Election Project

Breaking Blue

Understanding the Conservatives’ once-in-a-century loss
July 21, 2024
Breaking Blue

The Conservatives suffered a once-in-a-century loss at the 2024 general election. Two-thirds of their seats and nearly half their vote share was swept away four and a half years after Boris Johnson’s thumping victory. This catastrophic result cannot be solely blamed on the anti-incumbency wave crashing against governing parties worldwide — the British Conservatives suffered one of the worst declines.

Breaking Blue is Onward’s in-depth analysis of the 2024 election, examining how and why the Conservative Party suffered a particularly devastating defeat. The full comprehensive report in the autumn will provide deeper insight into the result — including the rise and fall of Conservative voting shares since 1997, the changing nature of the Tories’ voting coalition since returning to power in 2010, the impact of the election campaign, the sudden rise of Reform UK and how tactical voting was used. These are the initial findings.

The Conservative Party lost voters in every direction, retaining just half of its 2019 voting coalition. Breaking Blue identifies a crushing four-way pincer movement on age, income, geography, and Brexit vote that decimated the Conservatives at the ballot box. 

  • Over a fifth of the party’s few young supporters under 34 backed Labour, while a quarter of 45 to 74-year-olds defected to Reform.
  • Defection rates were highest among C2 voters, and 28% went to Reform.
  • Conservative defectors in urban areas were more likely to vote Labour, and in rural areas, they backed the Liberal Democrats – but Reform was the most likely harbour in all places.
  • Nigel Farage returned. In 2019, 78% of people who voted for Ukip in 2015 and Leave in 2016 backed the Conservatives, but this plummeted to 10% as they returned to Reform.

Breaking Blue finds the party’s vote share fall was more severe than other pandemic governments in Germany, New Zealand, and Canada because Conservative competence collapsed.

The Partygate scandal sparked the downward decline, with Liz Truss’s mini-budget driving Conservative support lower. By the time the election was called, the Conservatives were ahead of Labour on all but one negative perception — significantly more out of touch, uncaring, self-serving, incompetent, and untrustworthy than Labour but marginally more patriotic. The election campaign resulted in a bad defeat, turning into a historic and unprecedented loss and tactical voting at an all-time high. 

Where now? The Conservatives’ eventual path to a majority again lies with winning over Labour supporters. But the party is too far behind and too disliked by these voters to win them back immediately.

To get the party off life support, the Conservatives must learn to be a good opposition—ending their recent perceived untrustworthy and chaotic behaviour. It shouldn’t choose between winning back Reform and Liberal Democrat defectors to begin its recovery.

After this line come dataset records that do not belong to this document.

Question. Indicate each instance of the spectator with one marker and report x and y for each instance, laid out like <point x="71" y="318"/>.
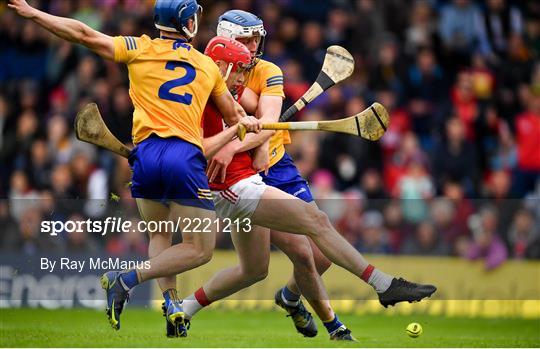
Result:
<point x="40" y="165"/>
<point x="523" y="235"/>
<point x="487" y="244"/>
<point x="458" y="30"/>
<point x="328" y="199"/>
<point x="426" y="242"/>
<point x="443" y="218"/>
<point x="398" y="229"/>
<point x="374" y="238"/>
<point x="415" y="189"/>
<point x="91" y="183"/>
<point x="350" y="223"/>
<point x="80" y="241"/>
<point x="456" y="159"/>
<point x="528" y="143"/>
<point x="496" y="24"/>
<point x="422" y="31"/>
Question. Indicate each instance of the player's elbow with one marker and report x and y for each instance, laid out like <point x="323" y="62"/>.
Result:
<point x="316" y="223"/>
<point x="203" y="256"/>
<point x="255" y="274"/>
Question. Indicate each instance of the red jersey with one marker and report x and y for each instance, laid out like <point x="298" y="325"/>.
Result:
<point x="528" y="141"/>
<point x="240" y="166"/>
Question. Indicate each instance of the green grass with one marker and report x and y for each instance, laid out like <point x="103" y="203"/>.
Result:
<point x="218" y="328"/>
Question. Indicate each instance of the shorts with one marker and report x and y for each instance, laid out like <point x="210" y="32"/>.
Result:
<point x="170" y="169"/>
<point x="241" y="199"/>
<point x="285" y="176"/>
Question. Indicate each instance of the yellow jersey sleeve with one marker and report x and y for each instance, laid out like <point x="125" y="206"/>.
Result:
<point x="127" y="48"/>
<point x="219" y="87"/>
<point x="272" y="81"/>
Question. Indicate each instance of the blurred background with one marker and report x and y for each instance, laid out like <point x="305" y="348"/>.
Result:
<point x="457" y="173"/>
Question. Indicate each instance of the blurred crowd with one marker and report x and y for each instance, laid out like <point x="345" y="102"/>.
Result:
<point x="457" y="173"/>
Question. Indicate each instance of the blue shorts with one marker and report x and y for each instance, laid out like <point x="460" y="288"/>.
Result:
<point x="170" y="169"/>
<point x="285" y="176"/>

Breaking Blue finds this is a false binary because despite their differences in economic beliefs, Reform and Liberal Democrat defectors are closest to Conservative voters. Nor are Liberal Democrat defectors necessarily “liberal” – a majority (53%) support cutting immigration. Crucially, they are more likely to vote Conservative, and 76% of Reform and 58% of Liberal Democrat defectors dislike Keir Starmer.

These voters are also more demographically aligned to the Conservatives, who are more likely older, working class, Brexit-supporting homeowners, living outside cities and without a degree. These are the cluster of ‘super demographics’ — the indicators of people who abandoned the Conservatives in 2024 in large numbers that led to the devastating “proportional swing”, which reduced the Tory vote the most in places it had traditionally been strongest. 

Sebastian Payne, Director of Onward, said: “The Conservative Party suffered a once-in-a-century defeat this month, and it’s critical for the party to understand the defeat properly before it thinks about the route back. The four-way pincer movement Onward has identified explains why the party returned such a low number of seats, with voters setting out to punish the Tories as much as possible.

“The route back to power will be difficult. The trap in the upcoming leadership contest is to argue that the Conservatives either need to focus on Liberal Democrat or Reform UK defectors. The truth is that the party has to focus on both — and luckily these groups are more similar than many presume. They share similar demographics, and they want a government focused on core issues like the NHS and immigration. Before the Conservatives can win back voters who defected to Labour, it should focus on the easier – but still tough task – of winning over voters who can take the party off life support.”

“But above all, voters want to see a Conservative Party that is trustworthy, ethical, with an end to the chaotic behaviour of recent years. Proving this in opposition is difficult, so whoever succeeds Rishi Sunak should audition to be a good leader of the opposition before they even think about making the case to be the next Prime Minister.”